Uncertain About Cecil: A buddy and I were recently discussing which Jay not named Kyle Drabek has seen their stock take the greatest hit in 2011. After deciding than Aaron Hill didn’t count since he is no longer a Blue Jay, we discussed Travis Snider (still too much potential and will have a shot at full-time duty next season), Brandon Morrow (too many flirtations with greatness to be given up on yet), Jon Rauch (basically a bargain bin pick-up to begin with) and Lind (hit well in the first half and still has 1B locked up barring any off-season acquisitions) before settling on Brett Cecil. Cecil followed up a 15-win 2010 with a 4-11 2011 in which h his ERA rose half a run (4.73 from 4.22) and he coughed up four or more earned runs in six of his final eight starts. Injuries played a role, keeping him out for over two months early in the season, but he had plenty of time to bounce back and prove his health. Instead, he is left with no guarantees about a starting spot for 2012 and will almost certainly be made available in trades this winter.
Injuries Open Up Playing Time: Call them the Toronto 51’s or Las Vegas Blue Jays, but the team that takes to the field this week as US Cellular Field against the ChiSox will have a decidedly different look and feel than the regular Jays. As many as five starters could remain out for tonight’s opener and even if the club get some back, it will be a great opportunity for a few September call-ups to make one last push prior to next spring. Cooper and Adam Loewen face the most pressure and could even get middle-of-the-order at-bats, while McCoy, Dewayne Wise and Mark Teahen may all have chances to impress. Kelly Johnson and Eric Thames, meanwhile, will have one more series to make their case for 2012 full-time employment in Toronto. On a related note, pity poor Brian Jeroloman, who has been a major leaguer since August 23 but still has yet to get a sniff of playing time while stuck behind Arencibia and Jose Molina.
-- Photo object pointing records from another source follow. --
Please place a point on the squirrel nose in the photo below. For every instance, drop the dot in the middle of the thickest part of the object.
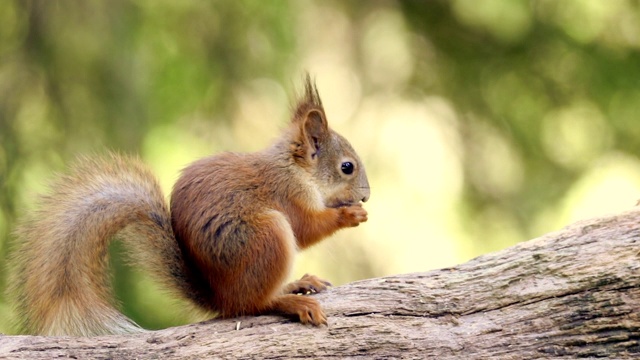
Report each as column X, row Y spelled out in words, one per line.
column 366, row 195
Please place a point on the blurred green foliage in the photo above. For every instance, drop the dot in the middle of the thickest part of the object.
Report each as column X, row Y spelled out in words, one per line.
column 532, row 101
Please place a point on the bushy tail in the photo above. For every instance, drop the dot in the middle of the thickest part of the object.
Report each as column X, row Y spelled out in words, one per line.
column 61, row 284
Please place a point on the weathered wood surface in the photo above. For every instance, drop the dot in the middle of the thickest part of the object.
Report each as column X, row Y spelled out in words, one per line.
column 571, row 293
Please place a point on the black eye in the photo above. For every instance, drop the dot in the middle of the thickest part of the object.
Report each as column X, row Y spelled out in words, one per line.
column 347, row 168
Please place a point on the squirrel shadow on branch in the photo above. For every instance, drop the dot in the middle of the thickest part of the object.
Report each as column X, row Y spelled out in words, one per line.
column 574, row 293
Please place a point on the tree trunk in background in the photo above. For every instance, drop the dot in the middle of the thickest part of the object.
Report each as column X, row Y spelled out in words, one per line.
column 572, row 293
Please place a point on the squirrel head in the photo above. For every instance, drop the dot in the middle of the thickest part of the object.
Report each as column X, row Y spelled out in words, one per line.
column 326, row 155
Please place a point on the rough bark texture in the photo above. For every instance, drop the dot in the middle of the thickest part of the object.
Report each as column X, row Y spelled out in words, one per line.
column 572, row 293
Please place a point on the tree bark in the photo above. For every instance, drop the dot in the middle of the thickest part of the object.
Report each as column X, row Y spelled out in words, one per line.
column 571, row 293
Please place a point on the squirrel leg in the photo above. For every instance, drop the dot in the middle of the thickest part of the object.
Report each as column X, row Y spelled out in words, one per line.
column 307, row 309
column 308, row 284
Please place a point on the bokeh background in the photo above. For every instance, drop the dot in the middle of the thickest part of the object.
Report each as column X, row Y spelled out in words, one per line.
column 482, row 123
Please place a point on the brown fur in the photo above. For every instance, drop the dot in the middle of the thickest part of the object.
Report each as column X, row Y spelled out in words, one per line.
column 236, row 223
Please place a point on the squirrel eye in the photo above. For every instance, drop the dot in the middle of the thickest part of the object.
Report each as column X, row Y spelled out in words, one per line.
column 347, row 168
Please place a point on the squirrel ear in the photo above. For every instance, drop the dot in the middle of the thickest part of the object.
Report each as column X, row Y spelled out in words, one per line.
column 314, row 131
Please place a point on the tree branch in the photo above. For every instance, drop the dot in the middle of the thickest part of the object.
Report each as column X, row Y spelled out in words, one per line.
column 572, row 293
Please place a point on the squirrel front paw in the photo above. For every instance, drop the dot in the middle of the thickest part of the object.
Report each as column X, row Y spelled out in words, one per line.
column 352, row 215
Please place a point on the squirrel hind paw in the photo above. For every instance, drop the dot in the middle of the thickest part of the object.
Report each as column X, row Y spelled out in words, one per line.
column 307, row 285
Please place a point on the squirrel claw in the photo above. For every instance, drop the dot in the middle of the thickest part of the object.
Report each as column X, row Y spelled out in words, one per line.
column 307, row 285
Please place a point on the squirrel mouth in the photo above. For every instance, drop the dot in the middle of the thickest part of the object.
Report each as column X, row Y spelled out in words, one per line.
column 340, row 203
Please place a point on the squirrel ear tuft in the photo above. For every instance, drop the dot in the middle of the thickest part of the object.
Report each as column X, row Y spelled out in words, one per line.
column 314, row 130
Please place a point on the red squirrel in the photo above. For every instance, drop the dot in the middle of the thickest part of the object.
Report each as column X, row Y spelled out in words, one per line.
column 227, row 245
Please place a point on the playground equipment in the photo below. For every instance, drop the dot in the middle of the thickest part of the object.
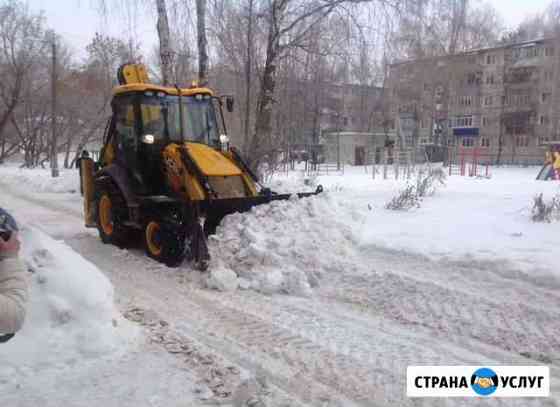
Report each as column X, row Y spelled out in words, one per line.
column 474, row 162
column 547, row 171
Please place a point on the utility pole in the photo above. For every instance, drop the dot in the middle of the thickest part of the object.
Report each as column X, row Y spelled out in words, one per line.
column 54, row 151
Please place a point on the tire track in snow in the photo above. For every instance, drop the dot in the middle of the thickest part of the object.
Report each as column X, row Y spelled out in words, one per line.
column 511, row 322
column 318, row 367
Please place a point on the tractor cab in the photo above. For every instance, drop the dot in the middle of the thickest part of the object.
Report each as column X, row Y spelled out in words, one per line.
column 167, row 170
column 147, row 118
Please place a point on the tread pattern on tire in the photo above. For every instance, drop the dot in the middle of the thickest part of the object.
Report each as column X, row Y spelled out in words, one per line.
column 119, row 212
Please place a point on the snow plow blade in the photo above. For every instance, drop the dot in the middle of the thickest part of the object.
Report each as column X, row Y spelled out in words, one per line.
column 216, row 209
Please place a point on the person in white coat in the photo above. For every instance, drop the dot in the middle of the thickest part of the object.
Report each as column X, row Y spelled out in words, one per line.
column 13, row 287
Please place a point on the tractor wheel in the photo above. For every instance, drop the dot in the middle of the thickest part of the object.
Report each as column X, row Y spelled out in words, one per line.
column 165, row 243
column 111, row 213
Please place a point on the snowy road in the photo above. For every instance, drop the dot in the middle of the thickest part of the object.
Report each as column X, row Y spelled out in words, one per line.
column 350, row 342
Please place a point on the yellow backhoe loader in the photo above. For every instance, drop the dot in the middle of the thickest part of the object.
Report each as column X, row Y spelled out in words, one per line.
column 166, row 170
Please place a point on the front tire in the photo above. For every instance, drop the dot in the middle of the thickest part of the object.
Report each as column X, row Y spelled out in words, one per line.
column 111, row 211
column 165, row 243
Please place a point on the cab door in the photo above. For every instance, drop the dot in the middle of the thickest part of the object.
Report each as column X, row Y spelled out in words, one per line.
column 125, row 138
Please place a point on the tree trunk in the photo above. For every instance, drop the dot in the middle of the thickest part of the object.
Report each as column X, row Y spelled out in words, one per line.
column 248, row 75
column 202, row 42
column 165, row 51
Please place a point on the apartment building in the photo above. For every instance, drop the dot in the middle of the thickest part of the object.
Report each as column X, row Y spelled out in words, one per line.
column 504, row 101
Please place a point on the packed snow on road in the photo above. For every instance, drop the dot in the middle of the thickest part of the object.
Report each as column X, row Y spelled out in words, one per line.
column 316, row 301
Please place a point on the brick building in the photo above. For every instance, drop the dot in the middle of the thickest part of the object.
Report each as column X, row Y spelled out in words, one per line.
column 505, row 101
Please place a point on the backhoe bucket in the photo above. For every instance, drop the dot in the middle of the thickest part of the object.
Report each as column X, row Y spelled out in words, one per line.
column 217, row 209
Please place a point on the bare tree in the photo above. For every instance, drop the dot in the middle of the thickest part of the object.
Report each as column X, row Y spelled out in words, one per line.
column 202, row 42
column 165, row 49
column 22, row 42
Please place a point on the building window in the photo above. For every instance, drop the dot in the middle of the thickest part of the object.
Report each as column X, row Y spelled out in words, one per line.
column 463, row 121
column 465, row 100
column 532, row 52
column 522, row 141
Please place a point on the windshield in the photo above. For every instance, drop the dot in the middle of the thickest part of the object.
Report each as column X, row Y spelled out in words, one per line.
column 160, row 117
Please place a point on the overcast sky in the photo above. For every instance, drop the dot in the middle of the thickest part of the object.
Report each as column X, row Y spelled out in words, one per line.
column 78, row 20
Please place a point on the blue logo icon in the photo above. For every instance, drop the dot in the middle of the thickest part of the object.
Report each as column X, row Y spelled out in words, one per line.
column 484, row 381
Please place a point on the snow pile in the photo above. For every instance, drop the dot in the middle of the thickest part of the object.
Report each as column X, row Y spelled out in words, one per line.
column 71, row 316
column 40, row 180
column 284, row 246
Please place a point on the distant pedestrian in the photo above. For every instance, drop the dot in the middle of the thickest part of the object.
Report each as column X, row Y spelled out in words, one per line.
column 13, row 286
column 556, row 163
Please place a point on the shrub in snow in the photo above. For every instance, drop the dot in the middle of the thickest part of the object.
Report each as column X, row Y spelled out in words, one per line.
column 426, row 185
column 544, row 211
column 406, row 199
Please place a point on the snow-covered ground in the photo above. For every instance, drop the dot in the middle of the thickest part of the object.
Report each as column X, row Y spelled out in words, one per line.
column 467, row 278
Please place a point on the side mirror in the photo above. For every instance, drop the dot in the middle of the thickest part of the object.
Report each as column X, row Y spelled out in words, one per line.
column 148, row 139
column 229, row 103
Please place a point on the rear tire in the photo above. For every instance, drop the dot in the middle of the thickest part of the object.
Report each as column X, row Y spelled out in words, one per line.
column 111, row 213
column 164, row 242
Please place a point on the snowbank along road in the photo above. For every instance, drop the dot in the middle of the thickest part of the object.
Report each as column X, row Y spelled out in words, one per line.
column 326, row 320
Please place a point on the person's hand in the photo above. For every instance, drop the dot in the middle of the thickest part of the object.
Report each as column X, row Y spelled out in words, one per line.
column 9, row 248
The Other Guys: If there was ever a time for the fair-weather Tampa Bay fans to show up at Tropicana Field and support their team (aside from the 2008 World Series run, that is), this would be it. Here they are, sitting one game back of Boston in the wild card race with the Yankees coming to town (and with them, plenty of retired, displaced Yankee fans living in Tampa). They will trot out James Shields, Jeremy Hellickson and Price against an underwhelming New York group that includes Hector Noesi, Bartolo Colon and whatever sacrificial lamb gets the meaningless (for the Yanks) Sunday start. It also remains to be seen whether Yankees manager Joe Girardi “respects the process” and puts out his best line-up, or sends out the scrubs (the Noesi start would hint at the latter). Of course, they will still need help, with Boston in Baltimore for a trio against the club that took three of four from them last week.
2011 will end in Chicago for the Jays, with one win needed to guarantee a .500 finish. Also of significance this week will be Dustin McGowan looking for his first win in three years tonight against Danny Axelrod and Toronto getting a final look at Mark Buehrle on Tuesday before the left-hander hits unrestricted free agency.